At first, Signa ran a honky-tonk, strictly for blacks, in the front part of the store. Buffalo fish and chili were regular menu items at that time. Because of the racial segregation at the time it was socially unacceptable for whites to come into Doe's. Therefore, when a local white doctor began to stop at Doe's for a meal between house calls, Doe would serve him steaks in the rear of the store. As word-of-mouth spread about the steaks, Doe decided to start a restaurant in the rear of the building. For a short time, the honky tonk and restaurant co-existed. As the restaurant continued to grow in popularity, the honky-tonk was eventually closed. The restaurant has been racially integrated since the beginning. "Big Doe" retired in 1974 and passed along the business to his two sons Doe Jr. and Charles. Doe, Sr. died on April 27, 1987, and Mamie died on November 5, 1955.

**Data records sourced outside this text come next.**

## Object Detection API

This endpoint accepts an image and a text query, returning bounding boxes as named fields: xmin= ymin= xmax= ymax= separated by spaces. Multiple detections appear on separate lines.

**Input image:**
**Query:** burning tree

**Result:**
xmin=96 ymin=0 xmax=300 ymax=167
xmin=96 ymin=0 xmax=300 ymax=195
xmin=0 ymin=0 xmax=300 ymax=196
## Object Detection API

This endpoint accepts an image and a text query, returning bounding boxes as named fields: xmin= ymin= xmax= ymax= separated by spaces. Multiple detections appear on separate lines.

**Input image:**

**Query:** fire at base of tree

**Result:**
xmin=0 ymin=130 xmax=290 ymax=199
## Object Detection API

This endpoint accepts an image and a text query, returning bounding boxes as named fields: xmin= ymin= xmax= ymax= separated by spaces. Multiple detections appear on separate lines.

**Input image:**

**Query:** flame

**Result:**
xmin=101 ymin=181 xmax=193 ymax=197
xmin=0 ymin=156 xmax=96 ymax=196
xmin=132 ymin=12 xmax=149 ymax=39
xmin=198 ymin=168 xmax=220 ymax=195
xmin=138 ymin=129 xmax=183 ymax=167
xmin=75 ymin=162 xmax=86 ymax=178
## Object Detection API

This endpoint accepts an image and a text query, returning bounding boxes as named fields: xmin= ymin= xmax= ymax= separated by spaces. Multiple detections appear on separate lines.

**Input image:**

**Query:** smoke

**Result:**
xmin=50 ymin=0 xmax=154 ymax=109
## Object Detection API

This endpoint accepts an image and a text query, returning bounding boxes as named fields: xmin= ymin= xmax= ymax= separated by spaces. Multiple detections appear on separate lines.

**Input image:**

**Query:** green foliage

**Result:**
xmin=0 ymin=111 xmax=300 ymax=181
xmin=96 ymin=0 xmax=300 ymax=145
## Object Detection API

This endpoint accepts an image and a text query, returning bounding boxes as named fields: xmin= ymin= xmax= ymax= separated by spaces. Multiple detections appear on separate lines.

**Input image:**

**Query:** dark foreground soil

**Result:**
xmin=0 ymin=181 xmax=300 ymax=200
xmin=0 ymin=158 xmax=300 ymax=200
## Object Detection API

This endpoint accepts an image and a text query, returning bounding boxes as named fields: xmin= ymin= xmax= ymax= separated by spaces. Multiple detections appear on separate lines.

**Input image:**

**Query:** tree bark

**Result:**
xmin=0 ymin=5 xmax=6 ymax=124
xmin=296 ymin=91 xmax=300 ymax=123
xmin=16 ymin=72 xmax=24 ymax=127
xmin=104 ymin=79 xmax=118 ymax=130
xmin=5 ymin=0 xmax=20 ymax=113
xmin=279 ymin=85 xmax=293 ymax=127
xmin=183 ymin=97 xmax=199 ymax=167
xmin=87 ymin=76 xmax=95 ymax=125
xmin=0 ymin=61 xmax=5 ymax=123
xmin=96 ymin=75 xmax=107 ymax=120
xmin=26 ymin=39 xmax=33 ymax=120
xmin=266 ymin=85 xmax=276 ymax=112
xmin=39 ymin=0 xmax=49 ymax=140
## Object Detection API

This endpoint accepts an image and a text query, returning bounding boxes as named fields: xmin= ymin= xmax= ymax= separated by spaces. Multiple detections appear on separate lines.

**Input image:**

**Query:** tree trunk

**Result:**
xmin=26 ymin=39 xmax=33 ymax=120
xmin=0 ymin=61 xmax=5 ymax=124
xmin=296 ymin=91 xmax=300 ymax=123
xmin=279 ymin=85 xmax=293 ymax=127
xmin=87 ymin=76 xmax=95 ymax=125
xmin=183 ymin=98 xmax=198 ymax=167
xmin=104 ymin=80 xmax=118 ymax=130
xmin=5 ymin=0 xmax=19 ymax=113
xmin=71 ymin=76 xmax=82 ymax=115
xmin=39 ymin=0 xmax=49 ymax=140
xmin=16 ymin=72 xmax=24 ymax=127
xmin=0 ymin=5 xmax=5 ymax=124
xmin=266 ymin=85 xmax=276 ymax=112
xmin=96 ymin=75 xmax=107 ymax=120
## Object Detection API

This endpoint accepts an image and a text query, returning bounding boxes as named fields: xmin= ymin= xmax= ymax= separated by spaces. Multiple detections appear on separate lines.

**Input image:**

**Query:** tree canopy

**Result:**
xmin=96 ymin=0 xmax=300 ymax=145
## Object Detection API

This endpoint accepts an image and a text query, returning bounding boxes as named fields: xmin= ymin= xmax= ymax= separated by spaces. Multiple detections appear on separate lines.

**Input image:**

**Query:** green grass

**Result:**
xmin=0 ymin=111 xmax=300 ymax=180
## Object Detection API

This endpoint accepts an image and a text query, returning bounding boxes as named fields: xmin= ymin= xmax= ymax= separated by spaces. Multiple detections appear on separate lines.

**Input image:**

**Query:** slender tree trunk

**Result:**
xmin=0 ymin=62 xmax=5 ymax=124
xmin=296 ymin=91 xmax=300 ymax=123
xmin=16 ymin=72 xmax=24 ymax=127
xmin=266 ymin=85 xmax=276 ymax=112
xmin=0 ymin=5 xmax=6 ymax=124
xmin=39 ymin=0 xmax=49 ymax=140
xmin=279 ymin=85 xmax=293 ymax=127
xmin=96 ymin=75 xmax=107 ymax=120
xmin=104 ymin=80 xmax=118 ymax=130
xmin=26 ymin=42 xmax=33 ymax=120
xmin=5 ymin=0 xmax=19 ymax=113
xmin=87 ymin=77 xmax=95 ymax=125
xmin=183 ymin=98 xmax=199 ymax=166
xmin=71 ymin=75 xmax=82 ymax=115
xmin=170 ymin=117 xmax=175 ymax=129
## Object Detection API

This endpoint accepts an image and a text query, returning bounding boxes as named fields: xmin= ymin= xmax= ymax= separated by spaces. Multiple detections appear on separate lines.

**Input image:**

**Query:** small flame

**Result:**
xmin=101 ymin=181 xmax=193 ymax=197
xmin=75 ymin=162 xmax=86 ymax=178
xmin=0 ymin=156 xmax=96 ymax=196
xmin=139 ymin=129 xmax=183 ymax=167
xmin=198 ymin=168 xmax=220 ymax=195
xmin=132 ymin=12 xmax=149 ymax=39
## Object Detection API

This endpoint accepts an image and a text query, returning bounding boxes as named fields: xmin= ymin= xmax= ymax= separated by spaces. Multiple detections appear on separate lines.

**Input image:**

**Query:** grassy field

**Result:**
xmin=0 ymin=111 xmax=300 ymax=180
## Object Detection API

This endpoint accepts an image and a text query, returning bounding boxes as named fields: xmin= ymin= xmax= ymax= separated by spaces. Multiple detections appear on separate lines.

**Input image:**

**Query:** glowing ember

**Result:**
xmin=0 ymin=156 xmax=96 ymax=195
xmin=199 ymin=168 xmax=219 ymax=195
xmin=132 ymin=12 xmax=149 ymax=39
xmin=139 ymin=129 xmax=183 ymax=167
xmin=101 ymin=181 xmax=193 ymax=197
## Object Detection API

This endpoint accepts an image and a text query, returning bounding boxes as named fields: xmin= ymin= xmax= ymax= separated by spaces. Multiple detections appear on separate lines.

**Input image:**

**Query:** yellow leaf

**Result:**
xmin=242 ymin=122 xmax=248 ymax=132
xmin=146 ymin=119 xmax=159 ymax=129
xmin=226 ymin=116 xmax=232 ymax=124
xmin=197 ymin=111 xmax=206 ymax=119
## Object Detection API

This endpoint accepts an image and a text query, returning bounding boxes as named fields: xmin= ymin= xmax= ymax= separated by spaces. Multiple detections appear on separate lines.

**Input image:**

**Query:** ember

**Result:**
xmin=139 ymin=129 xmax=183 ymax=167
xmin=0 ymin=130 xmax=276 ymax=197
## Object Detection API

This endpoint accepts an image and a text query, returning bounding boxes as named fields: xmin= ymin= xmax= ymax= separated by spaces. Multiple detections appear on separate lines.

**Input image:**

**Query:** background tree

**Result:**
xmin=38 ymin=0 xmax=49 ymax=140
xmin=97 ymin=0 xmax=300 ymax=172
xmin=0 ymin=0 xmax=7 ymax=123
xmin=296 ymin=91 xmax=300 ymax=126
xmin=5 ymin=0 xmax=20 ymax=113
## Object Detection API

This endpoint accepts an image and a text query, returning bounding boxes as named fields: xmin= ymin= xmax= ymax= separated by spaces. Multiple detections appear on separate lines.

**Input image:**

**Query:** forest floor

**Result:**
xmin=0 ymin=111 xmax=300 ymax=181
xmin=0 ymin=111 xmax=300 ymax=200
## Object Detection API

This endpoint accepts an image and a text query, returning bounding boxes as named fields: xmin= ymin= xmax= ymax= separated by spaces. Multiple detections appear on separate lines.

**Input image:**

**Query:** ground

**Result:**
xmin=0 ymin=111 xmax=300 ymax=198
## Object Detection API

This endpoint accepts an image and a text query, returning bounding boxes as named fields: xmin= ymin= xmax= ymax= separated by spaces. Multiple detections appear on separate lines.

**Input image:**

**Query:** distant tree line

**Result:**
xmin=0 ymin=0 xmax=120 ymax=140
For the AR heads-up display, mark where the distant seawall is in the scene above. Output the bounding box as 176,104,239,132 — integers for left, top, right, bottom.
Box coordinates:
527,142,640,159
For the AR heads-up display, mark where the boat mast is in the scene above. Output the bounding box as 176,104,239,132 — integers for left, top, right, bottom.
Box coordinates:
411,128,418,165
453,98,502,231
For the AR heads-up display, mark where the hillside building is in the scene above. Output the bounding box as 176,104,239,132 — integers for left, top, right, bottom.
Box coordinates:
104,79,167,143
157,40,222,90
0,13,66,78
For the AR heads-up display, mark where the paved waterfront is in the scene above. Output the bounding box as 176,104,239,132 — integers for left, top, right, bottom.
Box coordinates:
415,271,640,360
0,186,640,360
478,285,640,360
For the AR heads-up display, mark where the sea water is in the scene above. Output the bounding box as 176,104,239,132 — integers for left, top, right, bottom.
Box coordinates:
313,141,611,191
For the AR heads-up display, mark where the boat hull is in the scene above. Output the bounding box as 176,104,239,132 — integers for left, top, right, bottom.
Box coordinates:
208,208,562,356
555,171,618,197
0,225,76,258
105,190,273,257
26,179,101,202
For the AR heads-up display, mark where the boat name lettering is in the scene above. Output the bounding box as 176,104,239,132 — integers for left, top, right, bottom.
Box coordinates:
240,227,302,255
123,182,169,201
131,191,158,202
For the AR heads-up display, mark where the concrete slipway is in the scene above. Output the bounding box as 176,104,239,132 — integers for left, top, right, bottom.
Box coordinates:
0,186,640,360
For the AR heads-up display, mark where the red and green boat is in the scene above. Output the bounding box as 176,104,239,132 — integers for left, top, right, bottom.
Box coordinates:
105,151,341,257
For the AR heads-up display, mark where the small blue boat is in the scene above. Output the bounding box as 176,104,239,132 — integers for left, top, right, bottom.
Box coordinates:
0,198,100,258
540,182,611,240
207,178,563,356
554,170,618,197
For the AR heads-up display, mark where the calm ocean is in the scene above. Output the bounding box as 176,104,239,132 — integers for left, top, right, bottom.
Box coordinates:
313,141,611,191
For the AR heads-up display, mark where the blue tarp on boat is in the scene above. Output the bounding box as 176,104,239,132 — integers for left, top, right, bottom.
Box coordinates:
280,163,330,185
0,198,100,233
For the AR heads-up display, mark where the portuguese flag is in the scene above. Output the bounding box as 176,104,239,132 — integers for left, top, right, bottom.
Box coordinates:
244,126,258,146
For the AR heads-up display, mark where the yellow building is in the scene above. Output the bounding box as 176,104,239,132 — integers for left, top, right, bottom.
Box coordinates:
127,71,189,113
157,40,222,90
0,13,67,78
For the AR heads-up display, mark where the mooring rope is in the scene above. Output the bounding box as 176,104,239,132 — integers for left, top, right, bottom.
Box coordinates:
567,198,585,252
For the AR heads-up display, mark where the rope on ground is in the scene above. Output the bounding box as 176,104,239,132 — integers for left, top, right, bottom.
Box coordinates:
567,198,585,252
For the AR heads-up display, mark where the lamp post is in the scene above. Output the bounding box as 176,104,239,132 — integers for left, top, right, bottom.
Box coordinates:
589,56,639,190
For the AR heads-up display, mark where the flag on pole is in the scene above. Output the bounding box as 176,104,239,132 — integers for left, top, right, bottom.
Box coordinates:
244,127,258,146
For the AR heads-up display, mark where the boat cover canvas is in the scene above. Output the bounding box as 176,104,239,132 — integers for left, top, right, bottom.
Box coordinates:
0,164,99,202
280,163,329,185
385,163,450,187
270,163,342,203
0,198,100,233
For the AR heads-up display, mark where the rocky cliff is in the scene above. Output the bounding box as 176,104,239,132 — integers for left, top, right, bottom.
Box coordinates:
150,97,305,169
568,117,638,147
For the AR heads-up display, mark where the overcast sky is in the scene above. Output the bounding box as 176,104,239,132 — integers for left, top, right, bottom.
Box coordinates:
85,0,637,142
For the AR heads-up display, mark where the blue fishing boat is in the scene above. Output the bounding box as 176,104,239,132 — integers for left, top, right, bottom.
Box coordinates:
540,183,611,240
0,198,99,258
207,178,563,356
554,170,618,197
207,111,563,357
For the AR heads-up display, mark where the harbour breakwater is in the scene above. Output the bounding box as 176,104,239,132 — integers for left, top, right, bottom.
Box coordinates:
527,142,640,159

The original Doe's Eat Place is still run from the building in which it started. It is a relatively small and shabby building in the middle of a downscale neighborhood. The dining area contrasts with the outside of the building by being clean and nicely maintained. Doe's has been described as having a "dive-y atmosphere" and "ramshackle surroundings." Customers enter the restaurant through the kitchen, and are traditionally greeted by a member of the Signa family (usually male).

The original Greenville location was named to the James Beard Foundation's list of "America's Classics" in 2007. In 2012, the Greenville location was listed in the National Register of Historic Places.

Featured on Season 4 Episode 4 of Netflix’s Somebody Feed Phil, “The Mississippi Delta.”